NJBIA Statement on Law Mandating Retainment of Service Workers, Removing Employers’ Right to Make Operational Decisions

NJBIA Statement on Law Mandating Retainment of Service Workers, Removing Employers’ Right to Make Operational Decisions

 

 

 

NJBIA President and CEO Michele Siekerka issued the following statement regarding a bill signed into law today by Gov.
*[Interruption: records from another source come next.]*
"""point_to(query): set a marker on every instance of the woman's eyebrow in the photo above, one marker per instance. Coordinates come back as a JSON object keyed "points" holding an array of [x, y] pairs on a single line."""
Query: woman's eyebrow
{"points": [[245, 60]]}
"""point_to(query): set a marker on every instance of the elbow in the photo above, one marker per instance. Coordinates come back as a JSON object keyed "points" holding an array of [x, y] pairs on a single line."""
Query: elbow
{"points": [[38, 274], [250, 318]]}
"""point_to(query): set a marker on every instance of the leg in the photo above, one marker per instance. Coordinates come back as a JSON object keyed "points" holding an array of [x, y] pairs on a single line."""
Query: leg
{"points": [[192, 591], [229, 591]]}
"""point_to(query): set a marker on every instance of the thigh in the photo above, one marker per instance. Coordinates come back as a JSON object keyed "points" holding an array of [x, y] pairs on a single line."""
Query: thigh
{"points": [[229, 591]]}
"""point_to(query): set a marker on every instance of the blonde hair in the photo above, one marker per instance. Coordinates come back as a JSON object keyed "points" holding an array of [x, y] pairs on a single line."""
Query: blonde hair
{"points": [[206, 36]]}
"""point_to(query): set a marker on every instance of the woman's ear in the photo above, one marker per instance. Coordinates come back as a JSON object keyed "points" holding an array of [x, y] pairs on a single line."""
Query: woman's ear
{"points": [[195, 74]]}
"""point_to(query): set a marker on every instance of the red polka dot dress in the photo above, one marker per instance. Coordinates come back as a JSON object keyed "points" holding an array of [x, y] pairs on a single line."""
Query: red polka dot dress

Phil Murphy that mandates worker retention after a change of ownership – or even after a minor service contract vendor change – effectively removing an employer’s right to make their own operational decisions. 
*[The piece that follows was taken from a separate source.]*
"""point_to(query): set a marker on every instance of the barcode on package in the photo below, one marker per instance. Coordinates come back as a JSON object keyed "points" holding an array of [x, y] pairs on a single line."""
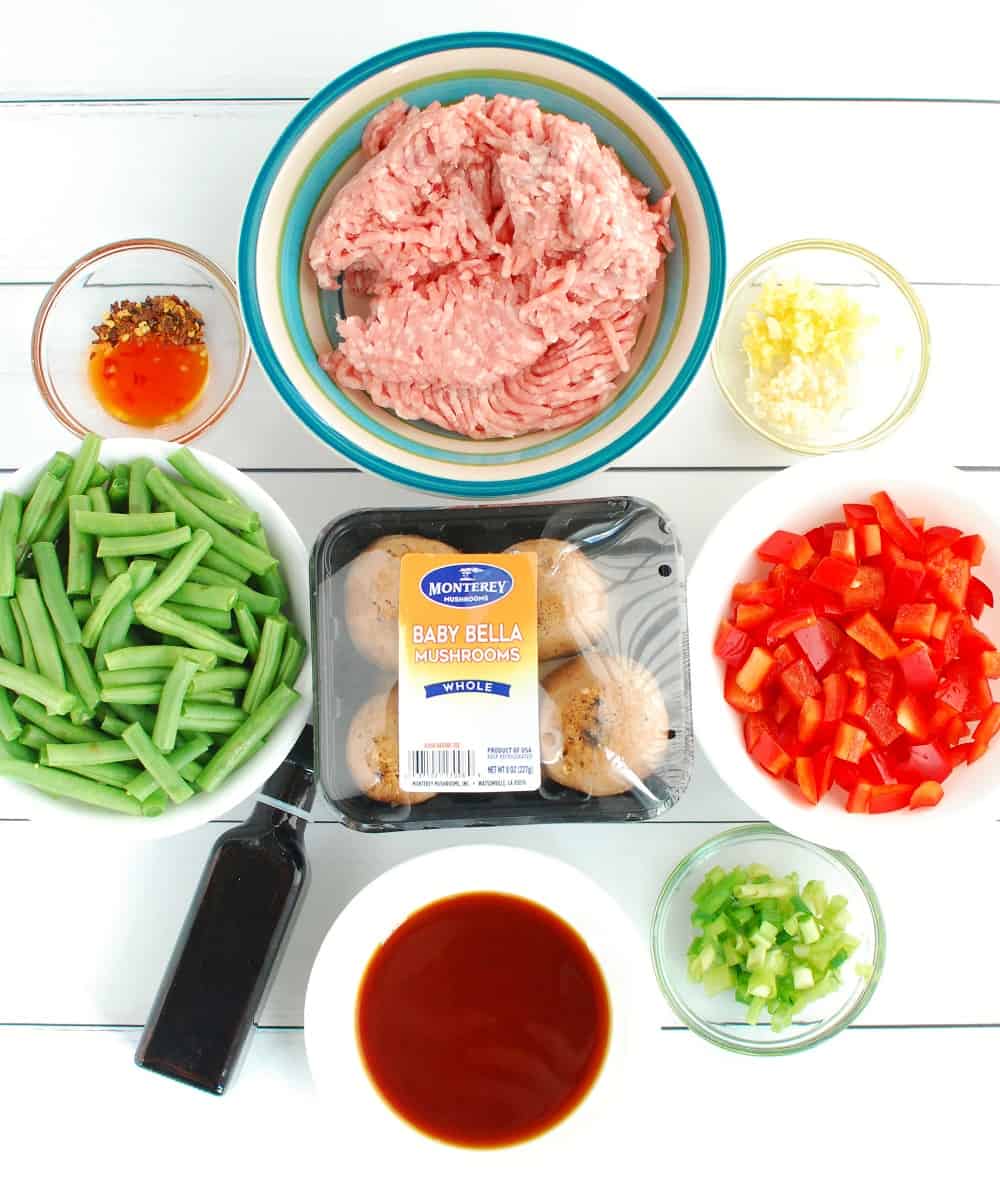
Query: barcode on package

Bill S-2389 (Singleton, Zwicker)/A-4682 (Schaer, Timberlake, Danielsen) requires a vast range of full- and part-time service employees to be retained for 60 days whenever a business changes ownership of service contracts. 

“This law unfortunately imposes the most far-reaching iteration of employee retention mandates to date in New Jersey and unfortunately could result in significant health and safety implications for our residents, employees and employers.”
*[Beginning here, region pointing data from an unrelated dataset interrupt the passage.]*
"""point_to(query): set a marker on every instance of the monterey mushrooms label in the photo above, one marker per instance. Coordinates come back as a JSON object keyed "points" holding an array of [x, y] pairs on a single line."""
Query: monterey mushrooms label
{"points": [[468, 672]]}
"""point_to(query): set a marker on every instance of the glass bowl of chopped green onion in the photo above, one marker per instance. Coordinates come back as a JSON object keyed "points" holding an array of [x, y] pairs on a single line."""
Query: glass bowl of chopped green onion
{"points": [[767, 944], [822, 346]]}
“To put the situational impacts in layman’s terms, if Company A contracts with ABC Cleaning Service to clean their facility and ends that contract to hire XYZ Cleaning Service instead, the XYZ Cleaning Service will be mandated to assume ABC Cleaning Service’s employees for 60 days.

“As evident by this example, successor employers will  be mandated to hire another vendor’s employees regardless of whether the original vendor had other work assignments for those employees, if the successor employer had their own employees to bring on to the job whose employment status may now be at risk, or if the covered location contracting for service work was dissatisfied with the job being done by the previous vendor’s employees.

“This new law will make it impractical and overly burdensome for an employer to change service contracts, stifling competition, efficiency as well as consumer health and safety.

“We believe our businesses deserve the freedom to make operational decisions for the betterment, and sometimes survival, of their business. This law effectively takes that right away. Our businesses deserve better than lawmakers dictating how they choose to run their operations.”